Quantification of the TT4 and TT8 fragments in DNA from anthocyanin-less seed coat-enriched tissues on the basis of a qPCR analysis. The TT4:TT8 fragment ratios normalized against the corresponding ratio in the non-irradiated double heterozygous plants (red dotted line) are provided for the four mutants. Data are presented as the mean value and standard error from three biological replicates.

The target sequence used for the qPCR analysis of TT4 was present in the wild-type TT4 allele, but not in the pab2-1 allele (Fig. 1c). Nevertheless, some TT4 fragments were detected in the tt4-type mutant seed coat (43-7), reflecting the presence of wild-type TT4 fragments in the seed coat-enriched DNA. This was consistent with the detection of non-mutated wild-type TT4 DNA fragments during the site-specific PCR analysis of the mutant DNA (Supplementary Fig. S4) that might include small amount of other non-mutated cells like endosperm cells.

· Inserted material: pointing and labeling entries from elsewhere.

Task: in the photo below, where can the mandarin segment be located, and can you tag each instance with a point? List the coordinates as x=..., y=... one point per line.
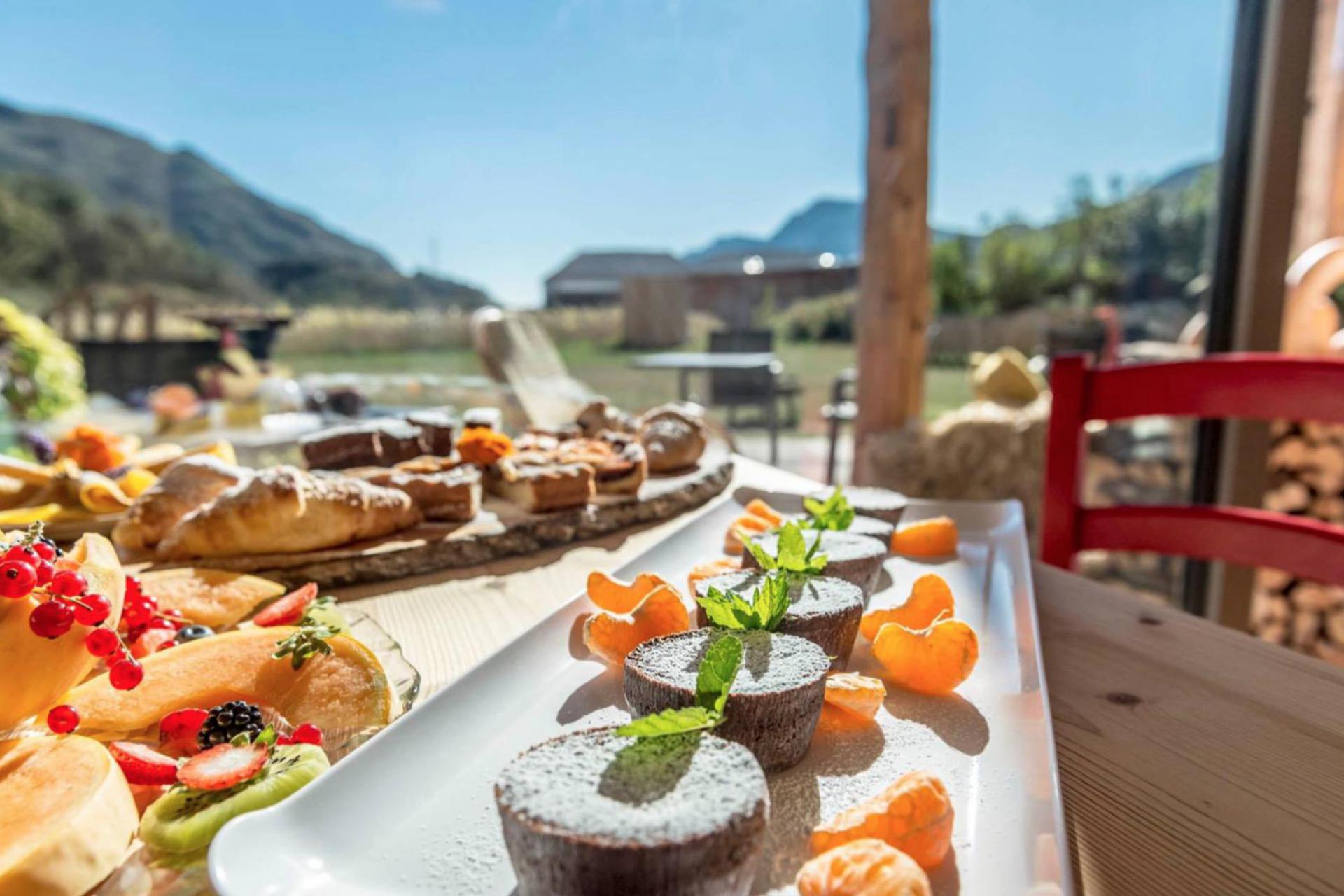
x=930, y=597
x=936, y=538
x=711, y=568
x=760, y=508
x=613, y=596
x=864, y=867
x=913, y=814
x=612, y=637
x=933, y=660
x=748, y=524
x=855, y=694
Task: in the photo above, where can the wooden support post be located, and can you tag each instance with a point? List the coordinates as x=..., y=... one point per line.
x=894, y=281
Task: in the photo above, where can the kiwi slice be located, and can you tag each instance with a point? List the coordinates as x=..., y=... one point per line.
x=183, y=821
x=327, y=614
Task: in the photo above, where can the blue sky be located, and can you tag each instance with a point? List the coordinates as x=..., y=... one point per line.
x=511, y=132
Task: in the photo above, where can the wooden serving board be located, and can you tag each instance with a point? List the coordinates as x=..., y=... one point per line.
x=502, y=530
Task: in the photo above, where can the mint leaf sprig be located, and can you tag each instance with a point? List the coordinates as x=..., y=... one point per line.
x=834, y=514
x=309, y=641
x=793, y=558
x=765, y=612
x=713, y=682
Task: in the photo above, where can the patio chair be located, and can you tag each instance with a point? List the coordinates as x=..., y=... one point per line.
x=1254, y=387
x=750, y=388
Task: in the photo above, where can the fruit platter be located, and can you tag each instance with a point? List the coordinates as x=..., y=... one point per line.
x=140, y=715
x=820, y=695
x=393, y=498
x=85, y=480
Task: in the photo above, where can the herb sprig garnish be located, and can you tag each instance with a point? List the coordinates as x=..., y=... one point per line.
x=765, y=612
x=834, y=514
x=309, y=641
x=793, y=558
x=713, y=682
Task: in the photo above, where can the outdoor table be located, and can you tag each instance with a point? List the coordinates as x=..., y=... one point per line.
x=687, y=363
x=1194, y=760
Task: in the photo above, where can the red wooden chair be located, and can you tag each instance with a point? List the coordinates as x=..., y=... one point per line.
x=1257, y=387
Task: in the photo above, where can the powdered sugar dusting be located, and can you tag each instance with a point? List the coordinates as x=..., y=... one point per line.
x=769, y=662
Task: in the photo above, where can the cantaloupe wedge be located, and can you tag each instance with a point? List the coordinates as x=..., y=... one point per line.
x=66, y=816
x=217, y=598
x=35, y=671
x=344, y=690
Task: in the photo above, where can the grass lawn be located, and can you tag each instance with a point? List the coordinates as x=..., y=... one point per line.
x=608, y=371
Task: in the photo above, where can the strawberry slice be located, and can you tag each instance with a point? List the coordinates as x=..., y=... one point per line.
x=143, y=764
x=178, y=731
x=288, y=610
x=152, y=641
x=222, y=767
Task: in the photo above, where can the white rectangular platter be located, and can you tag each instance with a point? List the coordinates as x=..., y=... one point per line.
x=413, y=811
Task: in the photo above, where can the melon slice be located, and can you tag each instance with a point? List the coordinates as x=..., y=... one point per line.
x=217, y=598
x=66, y=816
x=35, y=671
x=344, y=690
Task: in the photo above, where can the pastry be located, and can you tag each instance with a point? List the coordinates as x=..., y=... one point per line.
x=673, y=437
x=542, y=485
x=776, y=699
x=437, y=430
x=619, y=461
x=854, y=558
x=882, y=504
x=288, y=511
x=824, y=610
x=597, y=813
x=452, y=496
x=187, y=485
x=371, y=444
x=430, y=464
x=600, y=415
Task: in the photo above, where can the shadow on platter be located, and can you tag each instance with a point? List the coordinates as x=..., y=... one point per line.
x=843, y=745
x=601, y=691
x=952, y=718
x=946, y=878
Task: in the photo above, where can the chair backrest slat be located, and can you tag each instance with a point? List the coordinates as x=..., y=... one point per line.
x=1257, y=387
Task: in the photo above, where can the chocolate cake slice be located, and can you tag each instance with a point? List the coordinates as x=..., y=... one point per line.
x=776, y=699
x=594, y=813
x=854, y=558
x=437, y=429
x=883, y=504
x=824, y=610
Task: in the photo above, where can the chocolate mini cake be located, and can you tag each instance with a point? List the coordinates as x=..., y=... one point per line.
x=489, y=418
x=870, y=526
x=883, y=504
x=398, y=441
x=437, y=430
x=370, y=444
x=596, y=813
x=824, y=610
x=854, y=558
x=776, y=699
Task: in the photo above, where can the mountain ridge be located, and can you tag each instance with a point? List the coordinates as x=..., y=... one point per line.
x=200, y=200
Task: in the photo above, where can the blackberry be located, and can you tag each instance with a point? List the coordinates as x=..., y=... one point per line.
x=227, y=720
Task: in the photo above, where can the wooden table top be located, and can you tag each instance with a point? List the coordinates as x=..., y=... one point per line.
x=1194, y=760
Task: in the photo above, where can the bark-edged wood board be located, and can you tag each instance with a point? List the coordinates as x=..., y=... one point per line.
x=502, y=530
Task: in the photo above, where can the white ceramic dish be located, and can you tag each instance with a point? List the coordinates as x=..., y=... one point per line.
x=413, y=811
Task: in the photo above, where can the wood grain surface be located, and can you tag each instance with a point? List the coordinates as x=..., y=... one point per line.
x=1194, y=760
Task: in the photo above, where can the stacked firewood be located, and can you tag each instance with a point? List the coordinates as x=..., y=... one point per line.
x=1307, y=479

Dosage analysis of the anthocyanin-less seed coat-enriched DNA

To generate additional evidence of the large deletions at the heterozygous TT loci, genome-wide DNA fragment dosage variations were evaluated using the seed coat-enriched DNA. Short reads obtained by next-generation sequencing were mapped to the Arabidopsis reference genome, and the reads in non-overlapping 100-kb chromosomal bins were counted. The relative read depth (RRD) was calculated by dividing the average read depth for the respective bins by the median depth for five chromosomes in each line. When RRD was plotted to the corresponding chromosomal region, the large deletions were depicted as consecutive plots with RRD values that were lower than those in non-deleted regions that had a theoretical RRD of 1. For the TT8 locus on chromosome 4, one mutant (43-7) had an RRD value of approximately 1, whereas the other three mutants (123-1, 49-4, and 39-2) had an RRD value of approximately 0.65 (Fig. 4, top). In contrast, for the TT4 locus on chromosome 5, one mutant (43-7) had an RRD value of approximately 0.65, whereas the other three mutants (123-1, 49-4, and 39-2) had an RRD value of 1 (Fig. 4, bottom). Because each plot in Fig. 4 represents 100 kb, the regions with low RRD values appeared to be extremely large (i.e., Mb-order) in the four anthocyanin-less seed coats (1.5, 1.9, 2.6, and 1.5 Mb in 123-1, 49-4, 39-2, and 43-7, respectively). Hence, the three tt8-type mutants (123-1, 49-4, and 39-2) and the one tt4-type mutant (43-7) have de novo mutations responsible for the LOH at either the TT8 or TT4 locus. Moreover, all of these mutations were large deletions. This was consistent with the qPCR data as well as the phenotype-based discrimination (Fig. 3).

Figure 4
figure 4

Dosage variations on chromosomes 4 and 5 for the four anthocyanin-less seed coat-enriched DNA samples (123-1 (blue circles), 49-4 (orange circles), 39-2 (gray triangles), and 43-7 (gold crosses)). The approximate positions of the heterozygous TT8 and TT4 loci are indicated by pale orange bars on chromosomes 4 and 5, respectively.

Discussion

To date, comparing mutation frequencies at multiple loci in the M1 genome has been challenging. We recently used the LOH of three anthocyanin biosynthesis-related genes to detect genome-wide mutations in gamma-irradiated M1 Arabidopsis leaves30. In this earlier study, an anthocyanin-less sector formed in the leaves of the irradiated M1 plants when one of the wild-type alleles at three heterozygous loci was mutated. However, unlike the current study, the mutated locus causing the anthocyanin-less phenotype was not identified on the basis of the observed phenotype alone because visible characteristics, including color intensity, were not distinguishable among the LOH of the three genes. In the present study, we focused on the differences in the colors of mature Arabidopsis seeds, which revealed that mutations in TT4 and TT8 can be clearly distinguished by simply examining the seed phenotype of irradiated double heterozygous M1 plants. The introduction of the ban mutation in the genetic background facilitated the screening for LOH at the immature seed stage (Fig. 2). This enabled the screening of seed color mutants from multiple inflorescence stems in a single M1 plant. The mutation frequency, which was calculated as the number of plants that produced anthocyanin-less seeds/total number of examined plants, was 0.7% (two tt genes as targets in this study). This was substantially higher than the 0.06% mutation frequency in the previous screening of anthocyanin-less stems of Arabidopsis M2 plants (seven tt genes as targets)11. Thus, the method used in the current study can effectively detect mutations. Additionally, screening at the immature seed stage allowed for the extraction of genomic DNA from fresh seed coats. The analyses of the seed coat-enriched DNA indicated that the four selected mutants have deletion-type mutations in either TT4 or TT8 (Figs. 3 and 4). The results were consistent with the phenotype-based predicted mutations, confirming the reliability of the mutation detection system developed in this study.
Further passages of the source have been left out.